Using Civitai Models with Diffusers
Pipeline for generating synthetic images on Google Colab.
In previous articles we covered using the diffusers package to run stable diffusion models, upscaling images with Real-ESRGAN, using long prompts and CLIP skip with the diffusers package — all of these steps must be combined together to obtain high resolution and high quality outputs from stable diffusion.
In this article we put everything together into a single pipline and demonstrate how to download and use models from Civitai with the diffusers package.
Using Civitai Models with Diffusers
Civitai is a great place to hunt for all sorts of stable diffusion models trained by the community. Although these models are typically used with UIs, with a bit of work they can be used with the diffusers
package as well.
Package Versions
For this article we will be using the following versions of the following packages.

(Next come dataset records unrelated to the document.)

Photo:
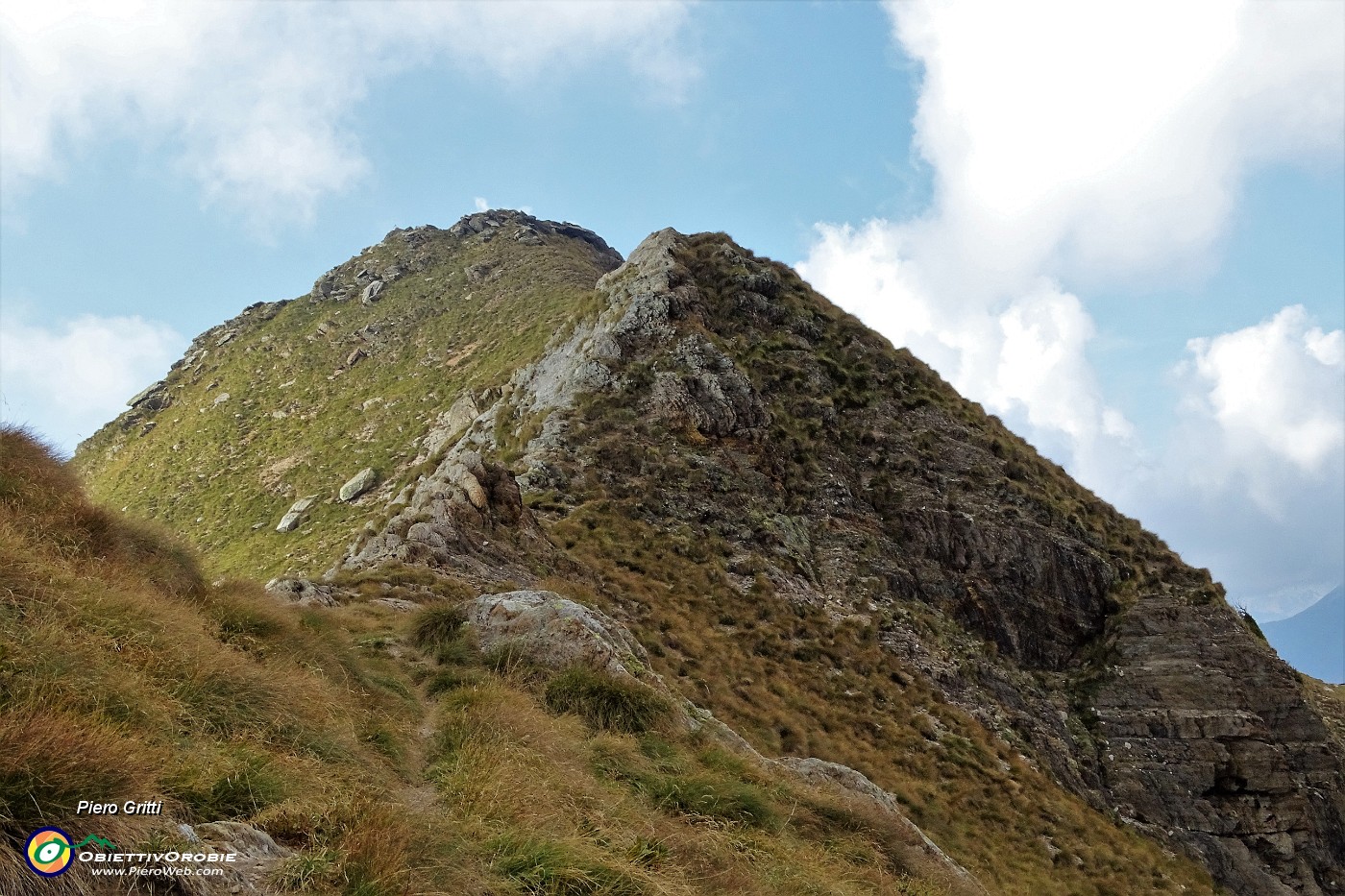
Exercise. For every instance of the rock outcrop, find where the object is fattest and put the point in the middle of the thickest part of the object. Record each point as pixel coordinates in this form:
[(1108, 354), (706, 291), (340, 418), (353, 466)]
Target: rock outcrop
[(555, 631), (1207, 740), (703, 413)]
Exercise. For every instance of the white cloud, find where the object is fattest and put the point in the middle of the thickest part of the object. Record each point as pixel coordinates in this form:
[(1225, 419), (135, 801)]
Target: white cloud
[(1099, 143), (69, 379), (1110, 138), (1021, 356), (258, 98), (1274, 393)]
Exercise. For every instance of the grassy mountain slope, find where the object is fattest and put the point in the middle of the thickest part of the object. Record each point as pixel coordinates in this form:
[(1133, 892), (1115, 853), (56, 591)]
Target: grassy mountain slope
[(279, 412), (379, 747), (809, 530)]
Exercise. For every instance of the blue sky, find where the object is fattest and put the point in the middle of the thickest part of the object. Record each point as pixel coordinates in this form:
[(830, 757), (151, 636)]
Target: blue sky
[(1119, 228)]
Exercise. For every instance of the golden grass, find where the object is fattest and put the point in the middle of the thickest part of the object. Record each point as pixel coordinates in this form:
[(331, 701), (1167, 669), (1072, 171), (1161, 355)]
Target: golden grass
[(124, 675)]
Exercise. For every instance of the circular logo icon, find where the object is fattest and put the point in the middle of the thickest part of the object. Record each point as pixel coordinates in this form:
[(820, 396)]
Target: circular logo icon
[(49, 852)]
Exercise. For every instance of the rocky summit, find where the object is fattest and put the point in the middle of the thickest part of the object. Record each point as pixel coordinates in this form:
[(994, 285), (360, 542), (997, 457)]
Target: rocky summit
[(735, 494)]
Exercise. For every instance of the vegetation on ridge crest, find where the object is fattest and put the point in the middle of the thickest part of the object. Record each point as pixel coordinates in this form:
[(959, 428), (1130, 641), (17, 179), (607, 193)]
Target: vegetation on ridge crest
[(125, 675)]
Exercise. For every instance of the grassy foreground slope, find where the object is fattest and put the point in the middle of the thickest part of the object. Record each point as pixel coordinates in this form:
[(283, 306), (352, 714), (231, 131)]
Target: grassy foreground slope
[(379, 747)]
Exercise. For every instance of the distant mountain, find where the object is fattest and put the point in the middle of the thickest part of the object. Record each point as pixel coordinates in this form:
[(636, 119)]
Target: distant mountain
[(804, 529), (1313, 641)]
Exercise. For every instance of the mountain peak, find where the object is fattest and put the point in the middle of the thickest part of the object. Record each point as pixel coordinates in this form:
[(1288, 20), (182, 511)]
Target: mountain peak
[(809, 530)]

pip install -q transformers==4.31.0
pip install -q accelerate==0.21.0
pip install -q diffusers==0.20.0
pip install -q huggingface_hub==0.16.4
pip install -q omegaconf==2.3.0
Preparing the Environment
First of all, we load the necessary packages, and we check if a GPU is available for use — stable diffusion models should be run on the GPU! Also, half precision will be used on the GPU.
import diffusers
import transformers
import sys
import os
import shutil
import time
import torch
import matplotlib.pyplot as plt
import numpy as np
from PIL import Image
if torch.cuda.is_available():
device_name = torch.device("cuda")
torch_dtype = torch.float16
else:
device_name = torch.device("cpu")
torch_dtype = torch.float32
Next, we download the model safetensors file from Civitai. For this article we use this model which generates beautiful landscape scenes in the style of Chinese watercolour paintings released by Celsia.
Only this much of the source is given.